Chief among them was Cuomo's promise to help return the state Senate to Democratic control, even though he's long preferred the GOP remain in charge. According to multiple reports, Cuomo will supposedly help create a $10 million fund for winning back the Senate, though of course, there are no enforcement mechanisms to ensure the governor actually follows through on this.
And the same is true for the various legislative priorities Cuomo also pledged to support, which include increasing the minimum wage to $10.10 and indexing it for inflation; passing the state-level DREAM Act to provide tuition for the children of undocumented immigrants; enacting the Women's Equality Act, which enhances protections for reproductive freedoms and helps ensure pay equity; and campaign finance reform, with public financing of elections.

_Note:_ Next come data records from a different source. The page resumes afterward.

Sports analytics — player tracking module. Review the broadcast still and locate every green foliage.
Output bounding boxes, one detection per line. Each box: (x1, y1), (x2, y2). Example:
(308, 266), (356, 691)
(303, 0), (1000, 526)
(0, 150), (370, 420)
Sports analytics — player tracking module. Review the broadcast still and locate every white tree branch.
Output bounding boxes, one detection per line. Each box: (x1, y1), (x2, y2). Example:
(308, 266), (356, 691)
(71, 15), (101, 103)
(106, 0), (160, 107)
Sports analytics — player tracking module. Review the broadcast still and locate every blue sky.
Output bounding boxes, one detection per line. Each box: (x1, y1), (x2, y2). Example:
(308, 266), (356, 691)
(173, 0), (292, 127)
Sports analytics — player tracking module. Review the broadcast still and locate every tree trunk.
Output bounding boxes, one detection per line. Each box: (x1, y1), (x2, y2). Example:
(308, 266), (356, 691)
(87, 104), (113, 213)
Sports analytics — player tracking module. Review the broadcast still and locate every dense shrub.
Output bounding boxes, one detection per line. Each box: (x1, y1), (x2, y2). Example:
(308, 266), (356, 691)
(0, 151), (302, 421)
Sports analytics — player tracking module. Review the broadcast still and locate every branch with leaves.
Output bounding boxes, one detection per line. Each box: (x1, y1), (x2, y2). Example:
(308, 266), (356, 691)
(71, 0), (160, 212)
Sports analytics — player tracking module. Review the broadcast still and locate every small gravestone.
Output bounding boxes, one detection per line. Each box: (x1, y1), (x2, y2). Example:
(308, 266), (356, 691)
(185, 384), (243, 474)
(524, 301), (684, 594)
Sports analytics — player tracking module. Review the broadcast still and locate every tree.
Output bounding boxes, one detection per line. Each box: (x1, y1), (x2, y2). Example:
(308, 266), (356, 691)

Seeing as Cuomo has now publicly targeted Senate leadership—insisting as well that the renegade Democrats of the IDC return to the fold or face consequences—there's virtually no chance that any of this legislation can pass this year. So this is all a giant bet on 2015, and the only things holding this deal together are the reputations of Cuomo and the leaders of the big unions who wanted to back him. But in 2010, Cuomo also claimed he wanted a Democratic majority in the Senate, and he's already acting squirrely on the minimum wage.
So the Working Families Party has decided to trust a guy who's proven himself inherently untrustworthy, but even so, that choice may have been better than the alternatives. If Cuomo actually lives up to his word, progressives will score some major victories and New York politics will change dramatically, and perhaps permanently. But right now, that's the biggest "if" in American politics.
He also said his support for Senate candidates would be based on who supported his agenda, not down the line support for Democratic candidates.
“This is about electing people who support an agenda. I also will oppose Democrats who will oppose the things we try to pass,” he said. “I've been trying to support something called the Women's Equality Act that protects a woman's right to choose in New York. There are Democrats who don't support that. It's not as easy as all Democrats are good, all Republicans are bad, or vice versa. You have to also look at the issues and where people stand on the issues and that's what voters should be doing.”